Comparing figures A and B, we can see that the MRR rewards more the examples ranked in first positions, the value being almost divided by 2 while the MR is unchanged. The difference between A and D shows that the MR is greatly impacted by outliers value. On the other hand, C shows that improving the MRR is a more complex task as it requires the positive element to always be among the first positions.

Because the number of sales on the home page can vary a lot depending on the country, the Mean Normalized Rank is a more appropriate metric when comparing the same model in different countries. As you cannot interfere with business decisions in a country (i.e. the number of sales displayed on the home page), we have to adapt our metrics to fit our comparison needs.

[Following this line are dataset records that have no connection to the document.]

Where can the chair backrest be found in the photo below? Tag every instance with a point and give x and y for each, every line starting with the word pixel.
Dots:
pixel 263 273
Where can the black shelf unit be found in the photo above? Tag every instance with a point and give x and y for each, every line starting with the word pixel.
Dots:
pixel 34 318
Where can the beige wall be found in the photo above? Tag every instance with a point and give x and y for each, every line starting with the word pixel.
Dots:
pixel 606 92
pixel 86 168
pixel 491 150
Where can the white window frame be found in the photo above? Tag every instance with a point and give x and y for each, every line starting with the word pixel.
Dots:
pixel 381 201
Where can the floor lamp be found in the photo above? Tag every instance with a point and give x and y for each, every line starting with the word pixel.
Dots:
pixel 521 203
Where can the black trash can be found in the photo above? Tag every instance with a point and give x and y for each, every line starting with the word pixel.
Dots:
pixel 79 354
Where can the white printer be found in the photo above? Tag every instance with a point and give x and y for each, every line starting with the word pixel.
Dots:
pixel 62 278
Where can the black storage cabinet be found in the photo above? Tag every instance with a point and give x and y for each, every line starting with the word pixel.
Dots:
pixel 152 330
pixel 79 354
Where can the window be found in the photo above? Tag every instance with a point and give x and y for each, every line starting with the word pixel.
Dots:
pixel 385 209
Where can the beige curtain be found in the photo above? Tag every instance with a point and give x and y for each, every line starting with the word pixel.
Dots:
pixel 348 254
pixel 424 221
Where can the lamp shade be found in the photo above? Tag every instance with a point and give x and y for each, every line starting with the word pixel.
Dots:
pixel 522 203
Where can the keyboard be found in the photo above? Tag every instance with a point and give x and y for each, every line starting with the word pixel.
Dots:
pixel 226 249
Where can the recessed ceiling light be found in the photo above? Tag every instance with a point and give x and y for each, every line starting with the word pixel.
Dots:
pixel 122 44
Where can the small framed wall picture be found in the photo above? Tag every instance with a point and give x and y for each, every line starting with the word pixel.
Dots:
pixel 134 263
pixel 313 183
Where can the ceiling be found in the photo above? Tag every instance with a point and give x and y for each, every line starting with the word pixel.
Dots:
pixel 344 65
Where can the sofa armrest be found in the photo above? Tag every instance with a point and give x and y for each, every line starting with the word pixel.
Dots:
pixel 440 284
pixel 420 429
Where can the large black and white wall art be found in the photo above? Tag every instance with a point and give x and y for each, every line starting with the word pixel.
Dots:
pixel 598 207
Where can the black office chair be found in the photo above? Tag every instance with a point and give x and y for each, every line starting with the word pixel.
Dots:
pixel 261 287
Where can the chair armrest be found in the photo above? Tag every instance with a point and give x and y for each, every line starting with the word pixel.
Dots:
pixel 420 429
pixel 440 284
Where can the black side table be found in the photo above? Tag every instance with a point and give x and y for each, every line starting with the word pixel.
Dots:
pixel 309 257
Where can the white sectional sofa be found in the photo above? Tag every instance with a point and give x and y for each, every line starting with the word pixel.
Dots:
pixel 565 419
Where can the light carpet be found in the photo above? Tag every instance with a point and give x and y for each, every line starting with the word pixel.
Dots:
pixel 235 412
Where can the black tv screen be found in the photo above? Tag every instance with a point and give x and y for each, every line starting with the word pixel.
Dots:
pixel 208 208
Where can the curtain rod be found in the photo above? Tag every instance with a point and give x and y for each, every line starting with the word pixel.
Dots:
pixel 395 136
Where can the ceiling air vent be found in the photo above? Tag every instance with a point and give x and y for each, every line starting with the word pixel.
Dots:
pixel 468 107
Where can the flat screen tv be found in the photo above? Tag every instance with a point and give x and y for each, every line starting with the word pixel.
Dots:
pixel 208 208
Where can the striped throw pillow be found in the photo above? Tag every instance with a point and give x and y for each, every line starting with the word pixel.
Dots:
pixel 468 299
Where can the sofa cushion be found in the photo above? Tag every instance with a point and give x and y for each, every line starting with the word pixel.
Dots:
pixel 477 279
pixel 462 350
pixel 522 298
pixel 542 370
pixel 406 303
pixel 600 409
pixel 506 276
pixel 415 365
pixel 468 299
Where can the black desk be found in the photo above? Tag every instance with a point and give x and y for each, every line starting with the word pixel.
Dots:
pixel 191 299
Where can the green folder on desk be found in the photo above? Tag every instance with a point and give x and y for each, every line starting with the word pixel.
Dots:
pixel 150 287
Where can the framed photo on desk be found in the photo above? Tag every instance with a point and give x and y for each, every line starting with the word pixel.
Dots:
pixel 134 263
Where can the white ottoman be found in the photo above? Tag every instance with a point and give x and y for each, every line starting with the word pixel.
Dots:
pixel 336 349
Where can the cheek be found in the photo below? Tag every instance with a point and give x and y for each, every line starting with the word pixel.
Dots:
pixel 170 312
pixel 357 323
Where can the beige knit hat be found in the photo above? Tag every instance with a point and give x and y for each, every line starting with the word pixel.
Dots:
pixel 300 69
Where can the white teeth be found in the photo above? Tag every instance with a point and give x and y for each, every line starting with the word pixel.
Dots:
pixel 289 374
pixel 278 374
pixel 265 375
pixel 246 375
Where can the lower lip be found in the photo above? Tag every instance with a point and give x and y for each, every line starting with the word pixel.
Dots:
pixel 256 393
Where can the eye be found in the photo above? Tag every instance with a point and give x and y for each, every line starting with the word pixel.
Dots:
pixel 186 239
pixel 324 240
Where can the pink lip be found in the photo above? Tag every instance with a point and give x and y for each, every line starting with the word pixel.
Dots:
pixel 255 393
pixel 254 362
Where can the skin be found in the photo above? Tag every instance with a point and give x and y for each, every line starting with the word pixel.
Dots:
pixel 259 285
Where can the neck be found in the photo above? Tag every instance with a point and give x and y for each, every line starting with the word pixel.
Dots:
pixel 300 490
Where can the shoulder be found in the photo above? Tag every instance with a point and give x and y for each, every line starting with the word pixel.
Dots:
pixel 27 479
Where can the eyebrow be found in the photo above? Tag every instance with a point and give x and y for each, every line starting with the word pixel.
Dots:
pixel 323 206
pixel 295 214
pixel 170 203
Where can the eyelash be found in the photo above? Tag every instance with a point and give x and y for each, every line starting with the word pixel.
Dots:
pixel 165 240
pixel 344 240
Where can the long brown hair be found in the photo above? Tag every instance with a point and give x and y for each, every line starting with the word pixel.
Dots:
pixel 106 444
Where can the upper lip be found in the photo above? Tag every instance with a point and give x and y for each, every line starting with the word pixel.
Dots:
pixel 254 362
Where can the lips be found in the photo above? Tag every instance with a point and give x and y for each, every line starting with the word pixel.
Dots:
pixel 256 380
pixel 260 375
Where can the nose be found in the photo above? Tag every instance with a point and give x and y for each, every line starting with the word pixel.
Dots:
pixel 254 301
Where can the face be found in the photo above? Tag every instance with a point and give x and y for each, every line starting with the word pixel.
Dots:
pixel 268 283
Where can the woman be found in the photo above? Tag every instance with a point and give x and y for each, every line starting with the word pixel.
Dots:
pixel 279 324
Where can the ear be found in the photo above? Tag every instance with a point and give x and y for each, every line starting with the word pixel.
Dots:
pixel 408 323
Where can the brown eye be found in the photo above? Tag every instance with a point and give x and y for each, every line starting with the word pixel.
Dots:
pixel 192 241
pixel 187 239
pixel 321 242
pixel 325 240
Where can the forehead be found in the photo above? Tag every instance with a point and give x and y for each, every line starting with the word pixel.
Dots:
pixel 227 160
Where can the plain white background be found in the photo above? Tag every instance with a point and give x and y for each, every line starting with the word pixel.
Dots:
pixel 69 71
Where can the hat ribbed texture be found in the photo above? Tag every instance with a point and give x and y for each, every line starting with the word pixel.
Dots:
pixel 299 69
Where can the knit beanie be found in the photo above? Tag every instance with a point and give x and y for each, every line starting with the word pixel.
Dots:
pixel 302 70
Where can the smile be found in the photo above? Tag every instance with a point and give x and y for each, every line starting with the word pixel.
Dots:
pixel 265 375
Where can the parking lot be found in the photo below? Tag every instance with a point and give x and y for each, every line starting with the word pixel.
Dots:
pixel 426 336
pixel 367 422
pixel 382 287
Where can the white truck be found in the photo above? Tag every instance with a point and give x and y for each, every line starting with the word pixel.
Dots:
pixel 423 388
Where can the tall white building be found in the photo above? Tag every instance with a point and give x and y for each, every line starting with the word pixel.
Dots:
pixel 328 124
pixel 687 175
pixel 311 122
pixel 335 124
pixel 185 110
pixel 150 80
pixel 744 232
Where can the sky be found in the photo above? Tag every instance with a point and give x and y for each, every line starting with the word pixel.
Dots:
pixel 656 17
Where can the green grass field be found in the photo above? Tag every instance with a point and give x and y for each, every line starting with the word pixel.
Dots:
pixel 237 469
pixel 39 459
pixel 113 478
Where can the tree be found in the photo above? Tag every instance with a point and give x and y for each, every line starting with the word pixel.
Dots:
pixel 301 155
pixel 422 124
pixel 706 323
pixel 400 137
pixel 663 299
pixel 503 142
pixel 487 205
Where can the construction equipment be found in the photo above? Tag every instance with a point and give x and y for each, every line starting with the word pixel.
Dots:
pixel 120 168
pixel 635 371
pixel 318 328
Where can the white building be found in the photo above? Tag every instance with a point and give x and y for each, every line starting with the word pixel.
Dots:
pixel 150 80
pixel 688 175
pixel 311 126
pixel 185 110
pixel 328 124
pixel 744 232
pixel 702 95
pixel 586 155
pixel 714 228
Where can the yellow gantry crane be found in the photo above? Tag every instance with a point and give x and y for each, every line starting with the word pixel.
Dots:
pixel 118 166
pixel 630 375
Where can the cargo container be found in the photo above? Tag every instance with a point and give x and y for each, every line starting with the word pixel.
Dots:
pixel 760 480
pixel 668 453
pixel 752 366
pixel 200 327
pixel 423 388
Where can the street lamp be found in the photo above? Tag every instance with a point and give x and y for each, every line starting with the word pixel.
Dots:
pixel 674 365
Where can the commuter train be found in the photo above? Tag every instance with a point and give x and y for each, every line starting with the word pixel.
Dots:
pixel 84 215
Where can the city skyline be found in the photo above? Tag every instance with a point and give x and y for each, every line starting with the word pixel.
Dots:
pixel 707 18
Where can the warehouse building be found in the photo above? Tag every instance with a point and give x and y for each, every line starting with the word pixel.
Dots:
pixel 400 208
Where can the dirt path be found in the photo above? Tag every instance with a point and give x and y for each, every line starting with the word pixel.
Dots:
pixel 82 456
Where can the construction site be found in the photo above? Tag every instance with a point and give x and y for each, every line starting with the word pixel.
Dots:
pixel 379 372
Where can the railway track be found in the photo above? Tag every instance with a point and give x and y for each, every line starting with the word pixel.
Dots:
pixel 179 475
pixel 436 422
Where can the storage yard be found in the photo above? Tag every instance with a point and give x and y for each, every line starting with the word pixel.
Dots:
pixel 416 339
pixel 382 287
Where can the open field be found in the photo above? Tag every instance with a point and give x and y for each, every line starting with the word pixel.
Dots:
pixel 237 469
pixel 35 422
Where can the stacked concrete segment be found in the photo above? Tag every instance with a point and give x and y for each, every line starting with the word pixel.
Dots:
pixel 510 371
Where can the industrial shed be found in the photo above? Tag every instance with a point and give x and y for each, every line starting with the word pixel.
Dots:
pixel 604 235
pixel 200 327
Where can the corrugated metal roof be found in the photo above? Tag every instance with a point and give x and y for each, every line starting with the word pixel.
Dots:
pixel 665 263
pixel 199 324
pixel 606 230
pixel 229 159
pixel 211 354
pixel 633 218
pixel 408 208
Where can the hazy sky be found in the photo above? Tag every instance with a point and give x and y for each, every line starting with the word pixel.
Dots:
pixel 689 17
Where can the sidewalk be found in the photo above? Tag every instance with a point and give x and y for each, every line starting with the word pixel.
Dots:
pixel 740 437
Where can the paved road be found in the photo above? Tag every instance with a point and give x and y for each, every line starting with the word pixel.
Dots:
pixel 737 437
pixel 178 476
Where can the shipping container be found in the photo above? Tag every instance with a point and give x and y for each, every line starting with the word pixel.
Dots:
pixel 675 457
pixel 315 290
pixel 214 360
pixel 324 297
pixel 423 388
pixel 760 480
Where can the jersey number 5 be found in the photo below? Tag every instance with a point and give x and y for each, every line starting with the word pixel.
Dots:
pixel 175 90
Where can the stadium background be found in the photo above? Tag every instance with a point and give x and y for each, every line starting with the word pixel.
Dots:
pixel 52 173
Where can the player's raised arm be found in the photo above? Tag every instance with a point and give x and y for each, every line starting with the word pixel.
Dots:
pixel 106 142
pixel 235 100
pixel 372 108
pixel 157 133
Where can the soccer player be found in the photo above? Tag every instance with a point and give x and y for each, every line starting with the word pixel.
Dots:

The main drawback of the MR/MRR/MNR is that average computation is subject to outlier values, making it difficult to interpret without other information. That is why we also use the distribution function of the rank. This gives a clear idea about the variance and the presence of outliers.

  • @K metrics

The @K metrics are quite useful to binarize the information contained in a list of ordered objects. It divides the list in 2 groups: the top K and the rest, allowing us to compute any kind of metrics based on these groups. By using this idea, we assume we don’t care about the specific rank but whether or not it is among the top K. With this assumption, we can obtain multiple insights:

  • The Precision@K gives you the frequency of the positive sale being in rank in the top n.
  • The Turnover@K pictures the generated turnover by sales ranked at least at n. When comparing models, you can have a grasp on how different models tend to recommend more different kinds of sales based on their potential turnover.

At Veepee, we use K equals 5 since the first 5 sales are the most viewed. This is based on our business rules and it should always depend on that. If the structure of our e-commerce website highlights 10 sales, we should use K = 10.

On our homepage, people mostly buy from one sale for each session, hence we usually have 1 positive feedback per context. This is the reason we cannot use ranking metrics based on multiple positive examples, for instance NDCG.

3. Online evaluation

This module is also called “Purchases Replay” and it gives us feedback on our models in real time using our serving pipelines. The great advantage of this module is that it allows us to test our model in a production-like environment without having it running in production.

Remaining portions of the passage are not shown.